L’Opn est une cytokine qui a été décrite en 1989 (Eta-1) ; on sait :
 qu’elle est une cytokine importante dans l’immunité TH1
 qu’elle existe sous 2 iso-formes
 qu’elle est exprimée par les cellules T activées, les macrophages , les cellules dendritiques et les cellules tissulaires inflammatoires
 qu’elle a une variété de différents motifs fonctionnels qui peuvent se lier à plusieurs récepteurs
 ceci explique en partie que Opn ait une fonction pléiotropique et soit impliquée dans différents processus physiologiques et pathologiques.

Les cellules dendritiques sont très importantes dans le processus d’activation allergique spécifique et de polarisation de la voie TH2 ; elles sont aussi cruciales dans les phénomènes d’allergie des voies aériennes ; en 2007, l’équipe de Simoes a montré (Nature Medicine) que :
 l’Opn joue un rôle fondamental dans l’allergie des voies aériennes par la régulation des cellules dendritiques
 l’Opn est exprimée par les éosinophiles des patients atopiques, et son expression est corrélée au nombre d’éosinophiles de l’expectoration
 l’Opn induit une migration significative des éosinophiles.

De plus :
 l’Opn est associée au remodelage tissulaire dans plusieurs modèles de fibrose
 ses propriétés de remodelage sont associées à une induction, une prolifération et une migration des fibroblastes et des cellules musculaires lisse
 l’Opn a la capacité d’induire in vitro une production de collagène par des lignées de fibroblastes murins, associée à une augmentation de sa déposition dans la matrice extracellulaire, dans des modèles d’asthme chronique.

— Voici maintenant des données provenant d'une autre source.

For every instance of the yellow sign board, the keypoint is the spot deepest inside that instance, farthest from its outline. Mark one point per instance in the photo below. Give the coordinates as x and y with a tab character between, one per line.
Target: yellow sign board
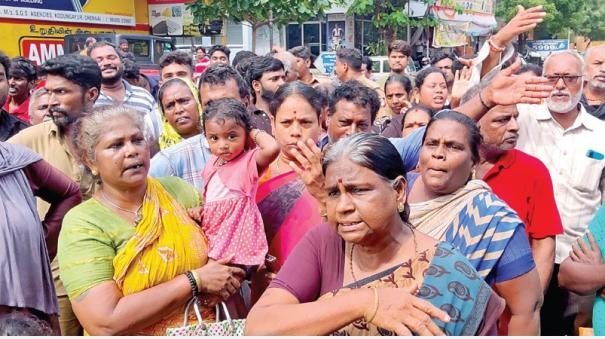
102	12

L’auteur a aussi montré (AJRCCM 2009) que le déficit en Opn protège contre le remodelage des voies aériennes et l’hyperréactivité bronchique dans l’asthme chronique.

Par ailleurs :
 l’hyperplasie des cellules à gobelets est réduite en l’absence d’Opn
 de même que la prolifération des cellules sous-muqueuses
 alors que la prolifération des cellules musculaires bronchiques humaines est augmentée par l’Opn
 et que les taux d’Opn sont augmentés dans le surnageant des expectorations dans l’asthme sévère réfractaire (équipe de Samoes, Thorax 2010).

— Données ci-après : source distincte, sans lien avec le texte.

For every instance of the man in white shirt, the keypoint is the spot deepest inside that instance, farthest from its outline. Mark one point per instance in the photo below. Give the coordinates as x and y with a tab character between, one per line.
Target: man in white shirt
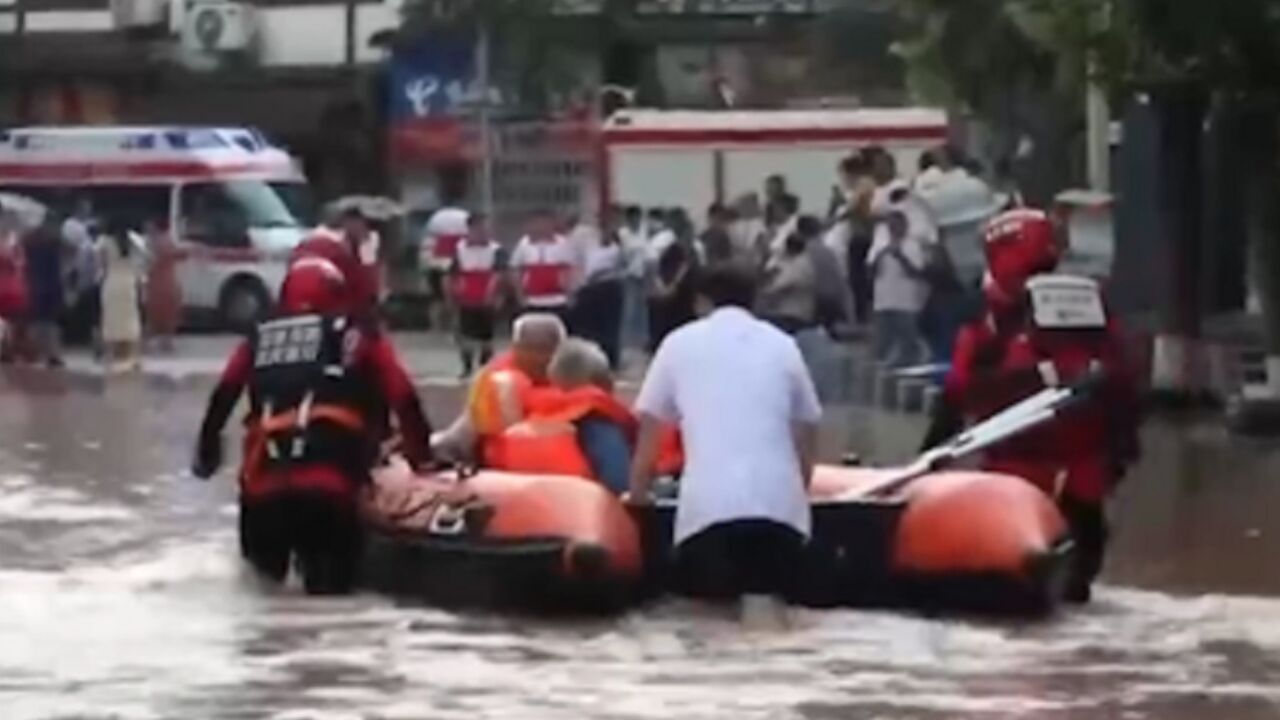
748	414
900	291
544	264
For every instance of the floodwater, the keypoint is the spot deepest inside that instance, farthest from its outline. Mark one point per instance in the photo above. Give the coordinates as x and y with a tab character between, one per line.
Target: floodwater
122	597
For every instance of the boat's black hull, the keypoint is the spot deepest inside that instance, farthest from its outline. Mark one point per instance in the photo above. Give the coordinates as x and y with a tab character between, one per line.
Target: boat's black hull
529	575
849	564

En conclusion, l’auteur pense que :
 initialement l’Opn supprime l’inflammation allergique des voies aériennes et permet les réponses de réparation tissulaire qui conduisent au remodelage pulmonaire
 elle propose que chez les individus sensibilisés, les cellules inflammatoires et les cellules résidentes épithéliales qui sont recrutées deviennent activées et sécrètent des cytokines pro-inflammatoires, alors que dans un second temps elles produisent des cytokines régulatrices ou anti-inflammatoires, telles que l’Opn et le TGF-β, pour prévenir une inflammation excessive et un dommage tissulaire. Cependant, si l’expression de l’Opn est altérée, une augmentation des modifications structurelles des voies aériennes apparaît, qui conduit à un remodelage excessif et à un déclin de la fonction respiratoire.

Ces mécanismes nouveaux sont une approche intéressante à la physiopathologie de l’asthme ; reste à connaître leur implication exacte dans toute la chaîne complexe de la maladie.